We’ve established that Corina has no time for Gil Thorp’s jibba jabba, so why not repeat that beat again to start out the week? Here you go. Corina is getting dusty! It does seem like a thankless job to have to strap on all that gear to catch practice pitching from a rando who’s mom knows someone who knows Maureen from the diner. (Or something like that.)

We also have that thing with chain link fence where the artist decides not to cover up the background figures by the fence in the foreground. I guess this is an artistic shorthand I’ve seen before, but it does always make me pause and think. The theory is probably that the characters are the main figures and the fence just establishes the scene. The viewer’s eye is drawn to the characters, so in a sense the fence is disregarded and therefore doesn’t need to be completely drawn to cover the people. I’m sure I’m over thinking this to not talk about Corina’s butt. (Whigham went full bore on the chain link here, probably because it was symbolic of Del Bader’s impending incarceration.)

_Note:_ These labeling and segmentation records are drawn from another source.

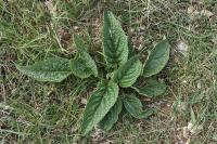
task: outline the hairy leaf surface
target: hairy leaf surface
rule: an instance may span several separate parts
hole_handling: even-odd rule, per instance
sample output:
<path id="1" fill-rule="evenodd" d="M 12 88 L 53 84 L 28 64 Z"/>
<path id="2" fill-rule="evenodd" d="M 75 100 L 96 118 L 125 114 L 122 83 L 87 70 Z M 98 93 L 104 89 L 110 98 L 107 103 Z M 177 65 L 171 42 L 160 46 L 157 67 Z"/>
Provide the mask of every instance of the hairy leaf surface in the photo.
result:
<path id="1" fill-rule="evenodd" d="M 165 67 L 169 60 L 169 49 L 170 45 L 167 40 L 163 40 L 156 44 L 156 47 L 151 51 L 145 63 L 143 70 L 144 77 L 156 75 Z"/>
<path id="2" fill-rule="evenodd" d="M 132 86 L 142 71 L 142 63 L 133 56 L 122 65 L 114 74 L 114 80 L 123 88 Z"/>
<path id="3" fill-rule="evenodd" d="M 118 120 L 118 115 L 122 112 L 122 99 L 118 97 L 115 105 L 110 109 L 105 117 L 100 121 L 100 128 L 108 131 L 113 125 Z"/>
<path id="4" fill-rule="evenodd" d="M 78 52 L 84 52 L 84 51 L 88 50 L 85 41 L 82 40 L 82 38 L 79 35 L 75 35 L 74 36 L 74 42 L 76 44 L 76 48 L 77 48 Z"/>
<path id="5" fill-rule="evenodd" d="M 85 109 L 81 123 L 81 133 L 87 134 L 92 128 L 100 122 L 108 110 L 116 103 L 118 96 L 118 86 L 113 82 L 102 81 L 98 86 Z"/>
<path id="6" fill-rule="evenodd" d="M 69 68 L 69 60 L 61 57 L 47 58 L 29 66 L 16 65 L 16 68 L 22 74 L 27 75 L 38 81 L 61 82 L 72 74 Z"/>
<path id="7" fill-rule="evenodd" d="M 150 115 L 155 113 L 155 109 L 151 108 L 142 110 L 142 103 L 135 95 L 126 96 L 124 99 L 124 106 L 127 112 L 135 118 L 148 118 Z"/>
<path id="8" fill-rule="evenodd" d="M 133 89 L 141 95 L 158 96 L 166 91 L 166 84 L 149 79 L 144 86 L 133 86 Z"/>
<path id="9" fill-rule="evenodd" d="M 79 78 L 88 78 L 90 75 L 98 76 L 97 64 L 87 52 L 78 53 L 78 56 L 71 61 L 71 68 L 73 74 Z"/>
<path id="10" fill-rule="evenodd" d="M 108 67 L 117 67 L 128 58 L 128 40 L 119 22 L 110 11 L 104 12 L 103 25 L 104 55 Z"/>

Okay, just ten more pitches and we’re done…and now we have the Corina’s butt perspective again.

August 3, 2020

Do Cleats Get Tougher As You Use Them?

Phoebe is now giving Corina the nickel tour of Milford High School. Over there is the flagpole where Barry Bader was hoisted by his underwear. Over there is where Daphne Dafonte tripped on her own haircut. That small section of chain link fence stands as a memorial to Clambake. etc. etc.

Phoebe wants the real lowdown on Corina’s mother’s arson wrap. Did she really do that? Corina doesn’t answer definitely, but doesn’t dispute the story either. Corina’s mom is tough and she’s been through some shit, alright? This probably isn’t her first Phoebe Keener who finds the stories of Corina’s family’s struggles so colorful and shocking. Corina’s already wondering how much gossip is going to spread in Milford in advance of her going to school there (if we are going there).